Books · interviews

Book Author Interview – Matthew Moss

Author Interview Matthew Moss After the Last Battle blog blogging diary of difference diaryofdifference book books

Hello all,

I had the pleasure to do an interview with Matthew Moss, the author of “After The Last Battle”. Get to know Matthew Moss better and find out more about his reading and writing preferences and his favourite books.

Who is Matthew Moss?

I’m a twenty-three year old author with one book published so far. My future plans are to hopefully publish the sequel to my first book, “After The Last Battle”, within the next year.

Tell us a little bit more about your most recent book – “After The Last Battle”.
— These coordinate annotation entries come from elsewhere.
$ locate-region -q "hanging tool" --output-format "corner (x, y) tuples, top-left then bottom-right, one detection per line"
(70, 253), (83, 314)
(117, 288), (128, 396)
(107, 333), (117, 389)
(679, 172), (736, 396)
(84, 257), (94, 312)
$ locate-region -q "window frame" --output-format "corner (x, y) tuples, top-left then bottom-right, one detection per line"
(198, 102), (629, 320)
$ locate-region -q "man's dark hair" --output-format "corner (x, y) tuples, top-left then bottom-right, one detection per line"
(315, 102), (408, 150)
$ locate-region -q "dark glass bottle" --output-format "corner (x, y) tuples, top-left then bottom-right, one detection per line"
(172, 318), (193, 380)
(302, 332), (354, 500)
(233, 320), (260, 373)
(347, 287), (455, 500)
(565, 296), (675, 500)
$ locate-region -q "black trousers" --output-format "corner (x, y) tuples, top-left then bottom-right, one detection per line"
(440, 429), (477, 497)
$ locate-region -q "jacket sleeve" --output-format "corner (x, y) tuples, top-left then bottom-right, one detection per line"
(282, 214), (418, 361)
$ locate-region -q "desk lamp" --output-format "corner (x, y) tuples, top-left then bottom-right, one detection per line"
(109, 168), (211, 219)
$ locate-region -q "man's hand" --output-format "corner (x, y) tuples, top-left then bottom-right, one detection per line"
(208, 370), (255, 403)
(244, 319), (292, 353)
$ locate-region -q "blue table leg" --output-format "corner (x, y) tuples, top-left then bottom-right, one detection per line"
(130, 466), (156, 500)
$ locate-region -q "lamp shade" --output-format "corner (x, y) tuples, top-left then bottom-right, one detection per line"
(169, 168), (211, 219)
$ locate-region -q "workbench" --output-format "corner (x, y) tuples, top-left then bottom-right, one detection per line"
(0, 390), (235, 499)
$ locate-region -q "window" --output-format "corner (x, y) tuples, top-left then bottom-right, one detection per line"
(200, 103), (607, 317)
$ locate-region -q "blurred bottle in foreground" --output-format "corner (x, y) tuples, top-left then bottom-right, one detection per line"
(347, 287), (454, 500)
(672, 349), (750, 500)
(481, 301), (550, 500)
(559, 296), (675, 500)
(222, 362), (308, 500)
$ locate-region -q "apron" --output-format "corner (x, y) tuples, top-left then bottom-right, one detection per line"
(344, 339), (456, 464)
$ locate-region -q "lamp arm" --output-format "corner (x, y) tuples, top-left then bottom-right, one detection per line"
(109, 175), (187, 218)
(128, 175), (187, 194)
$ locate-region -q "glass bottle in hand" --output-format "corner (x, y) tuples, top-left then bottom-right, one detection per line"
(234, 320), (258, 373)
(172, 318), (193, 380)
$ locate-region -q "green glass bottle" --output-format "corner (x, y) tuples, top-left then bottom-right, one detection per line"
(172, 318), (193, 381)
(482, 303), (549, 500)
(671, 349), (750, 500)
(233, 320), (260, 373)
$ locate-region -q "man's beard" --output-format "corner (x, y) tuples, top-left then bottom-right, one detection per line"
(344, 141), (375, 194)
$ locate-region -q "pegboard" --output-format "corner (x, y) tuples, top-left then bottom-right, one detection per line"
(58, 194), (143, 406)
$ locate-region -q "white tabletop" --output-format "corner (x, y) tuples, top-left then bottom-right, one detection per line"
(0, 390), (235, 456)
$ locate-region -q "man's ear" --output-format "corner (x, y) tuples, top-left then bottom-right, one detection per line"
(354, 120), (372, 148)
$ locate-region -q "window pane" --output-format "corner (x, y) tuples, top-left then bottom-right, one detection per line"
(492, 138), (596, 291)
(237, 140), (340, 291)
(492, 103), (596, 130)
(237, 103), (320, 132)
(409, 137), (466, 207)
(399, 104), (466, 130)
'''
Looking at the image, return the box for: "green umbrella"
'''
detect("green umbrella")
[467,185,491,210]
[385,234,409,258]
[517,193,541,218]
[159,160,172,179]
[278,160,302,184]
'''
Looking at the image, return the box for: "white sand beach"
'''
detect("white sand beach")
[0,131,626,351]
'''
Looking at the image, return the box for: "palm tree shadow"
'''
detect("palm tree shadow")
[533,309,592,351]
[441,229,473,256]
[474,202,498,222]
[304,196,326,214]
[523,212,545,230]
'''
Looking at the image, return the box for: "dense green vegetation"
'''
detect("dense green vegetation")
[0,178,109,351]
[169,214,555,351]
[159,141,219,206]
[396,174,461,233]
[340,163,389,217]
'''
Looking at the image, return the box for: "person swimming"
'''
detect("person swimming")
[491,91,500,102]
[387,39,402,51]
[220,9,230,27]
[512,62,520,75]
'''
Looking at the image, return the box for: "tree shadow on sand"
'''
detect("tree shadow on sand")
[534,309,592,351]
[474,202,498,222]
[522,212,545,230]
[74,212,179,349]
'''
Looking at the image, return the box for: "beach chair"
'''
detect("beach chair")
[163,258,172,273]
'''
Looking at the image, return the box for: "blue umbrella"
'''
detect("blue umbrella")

The inspiration for “After The Last Battle” actually came from a song that got me thinking about a story in which angels were extinct or nearly extinct. I also toyed with the idea of a world in which the good guys didn’t prevail. A story which focused around the victory of the bad guys intrigued me and fit well with the concept of no angels, so I went with it. In the book, Telarious sets out with an angel in hiding to try to use his newfound abilities to help those he can. Little does he know, that very quest will get him into something deeper than he ever expected.

How do you deal with a writer’s block?

I don’t know that I’ve ever reached a point where I just can’t think of any ideas. Instead, I have the most trouble selecting which ideas are best. Trying to sift through all the possibilities to select the few options for the next scene that fit the scene’s mood, serve the purpose in the story that I want them too, and fit the characters involved is the hardest part. And, my advice for that, is just to sit down and work at it. Eventually, something will come to you that just works.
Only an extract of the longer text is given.